Objects don’t always need to have embedded radio modules and computing chips in order to join the Internet of Things. Even a QR code or something as old-school as a barcode can provide a basic digital identity. But with technologies like near-field communication (NFC) now included in consumer devices like smartphones, it’s become possible and practical to track an individual object throughout its lifecycle.
Last week the European beverage maker Diageo announced a partnership with Thinfilm Electronics that will add flexible, NFC-tagged labels to its drinks bottles. Each label is coded with un-alterable information about the bottle it’s attached to: what kind of beverage it contains, when and where it was produced, and URLs or other tags that can link to content on the web or in a mobile app.
Thinfilm’s tags can even detect whether the bottle has been opened, thanks to a weak point in the circuit that breaks when the cap is removed.
Suppliers, shipping companies, retailers and customers can use NFC readers to scan the tag’s embedded data, tracking its progress from the production line to the bar or dinner table and building up a cloud-based history of that particular bottle. The tags can also point consumers to drink recipes and other content relevant to the product or brand.

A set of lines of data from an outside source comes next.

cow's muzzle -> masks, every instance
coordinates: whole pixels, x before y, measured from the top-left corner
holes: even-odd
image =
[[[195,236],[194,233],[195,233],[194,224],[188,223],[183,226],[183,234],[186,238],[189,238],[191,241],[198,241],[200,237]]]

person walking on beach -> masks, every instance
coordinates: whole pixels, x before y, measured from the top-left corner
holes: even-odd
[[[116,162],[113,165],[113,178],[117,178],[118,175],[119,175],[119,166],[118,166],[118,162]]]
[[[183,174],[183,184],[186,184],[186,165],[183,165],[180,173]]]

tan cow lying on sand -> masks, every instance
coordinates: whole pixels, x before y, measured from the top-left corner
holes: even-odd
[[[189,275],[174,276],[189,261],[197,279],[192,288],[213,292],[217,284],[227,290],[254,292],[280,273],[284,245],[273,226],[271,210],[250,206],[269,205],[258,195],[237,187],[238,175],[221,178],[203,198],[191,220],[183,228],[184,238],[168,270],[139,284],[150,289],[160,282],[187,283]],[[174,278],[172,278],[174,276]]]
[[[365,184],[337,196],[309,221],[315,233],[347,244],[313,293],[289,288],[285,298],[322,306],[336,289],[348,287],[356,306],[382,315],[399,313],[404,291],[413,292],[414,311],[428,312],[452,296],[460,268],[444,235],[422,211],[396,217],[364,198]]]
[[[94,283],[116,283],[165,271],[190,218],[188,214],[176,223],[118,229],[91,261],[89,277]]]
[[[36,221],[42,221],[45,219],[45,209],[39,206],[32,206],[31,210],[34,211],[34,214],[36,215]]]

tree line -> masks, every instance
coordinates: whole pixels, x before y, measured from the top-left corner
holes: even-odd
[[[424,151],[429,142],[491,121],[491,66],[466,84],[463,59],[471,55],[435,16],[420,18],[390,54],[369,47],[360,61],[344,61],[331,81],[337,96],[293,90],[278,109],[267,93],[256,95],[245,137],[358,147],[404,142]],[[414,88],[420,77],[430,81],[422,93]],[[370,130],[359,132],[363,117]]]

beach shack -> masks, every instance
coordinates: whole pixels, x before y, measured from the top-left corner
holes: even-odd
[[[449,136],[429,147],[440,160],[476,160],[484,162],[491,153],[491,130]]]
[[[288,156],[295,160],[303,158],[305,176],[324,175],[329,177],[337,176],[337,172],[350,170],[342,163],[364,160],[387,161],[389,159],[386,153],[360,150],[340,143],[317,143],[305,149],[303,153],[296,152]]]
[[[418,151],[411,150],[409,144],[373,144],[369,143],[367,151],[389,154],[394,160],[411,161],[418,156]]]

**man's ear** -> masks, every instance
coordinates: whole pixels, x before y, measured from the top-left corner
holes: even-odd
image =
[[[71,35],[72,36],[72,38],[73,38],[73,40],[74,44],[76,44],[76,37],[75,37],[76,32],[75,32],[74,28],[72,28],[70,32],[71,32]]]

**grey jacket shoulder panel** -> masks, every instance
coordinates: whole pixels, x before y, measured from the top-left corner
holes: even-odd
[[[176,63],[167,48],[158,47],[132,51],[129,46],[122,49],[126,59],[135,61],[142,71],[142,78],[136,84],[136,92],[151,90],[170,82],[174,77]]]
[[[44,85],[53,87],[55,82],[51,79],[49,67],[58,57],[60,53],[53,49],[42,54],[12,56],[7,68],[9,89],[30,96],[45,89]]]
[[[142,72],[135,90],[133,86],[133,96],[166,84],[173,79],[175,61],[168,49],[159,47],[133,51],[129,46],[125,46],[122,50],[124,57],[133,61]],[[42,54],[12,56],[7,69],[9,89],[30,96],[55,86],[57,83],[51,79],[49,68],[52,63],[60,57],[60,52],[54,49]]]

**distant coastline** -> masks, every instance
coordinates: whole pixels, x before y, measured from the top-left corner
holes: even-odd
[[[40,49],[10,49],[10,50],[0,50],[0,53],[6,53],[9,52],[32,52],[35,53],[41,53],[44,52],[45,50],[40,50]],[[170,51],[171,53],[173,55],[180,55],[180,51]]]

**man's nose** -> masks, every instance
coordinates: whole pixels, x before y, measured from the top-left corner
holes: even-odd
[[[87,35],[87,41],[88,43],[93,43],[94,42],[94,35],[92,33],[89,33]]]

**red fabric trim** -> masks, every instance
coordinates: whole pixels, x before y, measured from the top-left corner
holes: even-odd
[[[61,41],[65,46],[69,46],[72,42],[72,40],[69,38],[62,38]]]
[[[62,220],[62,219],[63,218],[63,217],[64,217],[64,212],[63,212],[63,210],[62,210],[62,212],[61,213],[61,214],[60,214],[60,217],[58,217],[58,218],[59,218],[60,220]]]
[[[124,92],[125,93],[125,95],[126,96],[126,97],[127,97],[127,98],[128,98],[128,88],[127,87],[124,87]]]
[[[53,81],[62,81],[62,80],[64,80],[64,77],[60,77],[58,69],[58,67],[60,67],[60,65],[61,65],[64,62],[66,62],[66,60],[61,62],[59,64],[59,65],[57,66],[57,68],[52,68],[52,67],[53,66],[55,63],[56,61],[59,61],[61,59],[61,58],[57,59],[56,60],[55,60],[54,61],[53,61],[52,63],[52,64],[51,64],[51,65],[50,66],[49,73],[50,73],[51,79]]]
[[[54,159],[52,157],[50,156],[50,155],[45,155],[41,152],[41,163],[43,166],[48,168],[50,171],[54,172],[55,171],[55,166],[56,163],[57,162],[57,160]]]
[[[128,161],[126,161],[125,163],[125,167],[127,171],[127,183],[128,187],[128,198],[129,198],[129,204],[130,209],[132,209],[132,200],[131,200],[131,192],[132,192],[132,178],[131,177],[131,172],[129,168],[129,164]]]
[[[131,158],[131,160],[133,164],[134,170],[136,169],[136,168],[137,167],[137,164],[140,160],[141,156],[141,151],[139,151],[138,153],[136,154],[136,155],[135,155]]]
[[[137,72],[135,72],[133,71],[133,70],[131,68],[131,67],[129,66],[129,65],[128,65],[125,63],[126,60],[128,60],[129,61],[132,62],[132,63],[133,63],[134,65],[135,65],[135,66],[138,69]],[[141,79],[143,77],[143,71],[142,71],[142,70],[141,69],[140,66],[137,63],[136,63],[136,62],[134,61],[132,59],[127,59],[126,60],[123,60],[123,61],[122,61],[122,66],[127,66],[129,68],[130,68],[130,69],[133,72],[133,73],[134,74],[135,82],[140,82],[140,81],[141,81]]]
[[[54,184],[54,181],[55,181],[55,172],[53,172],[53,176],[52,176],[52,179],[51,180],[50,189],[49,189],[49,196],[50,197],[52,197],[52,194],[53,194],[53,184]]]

NFC is a “passive” technology — the tags do not broadcast and contain no batteries, instead relying on a magnetic field generated by the reader device to create a flow of electricity through the circuit. Because a reader has to be within inches of a tag to access its data, NFC is a relatively secure alternative to radio-based beacons that use Bluetooth or other wireless protocols. It also flips the usual image of beacons bombarding users with offers of digital content by making the interaction more user-directed, which could appeal to privacy-conscious consumers.
Diageo’s new Thinfilm-labeled bottle is on display this week at the Mobile World Congress in Barcelona.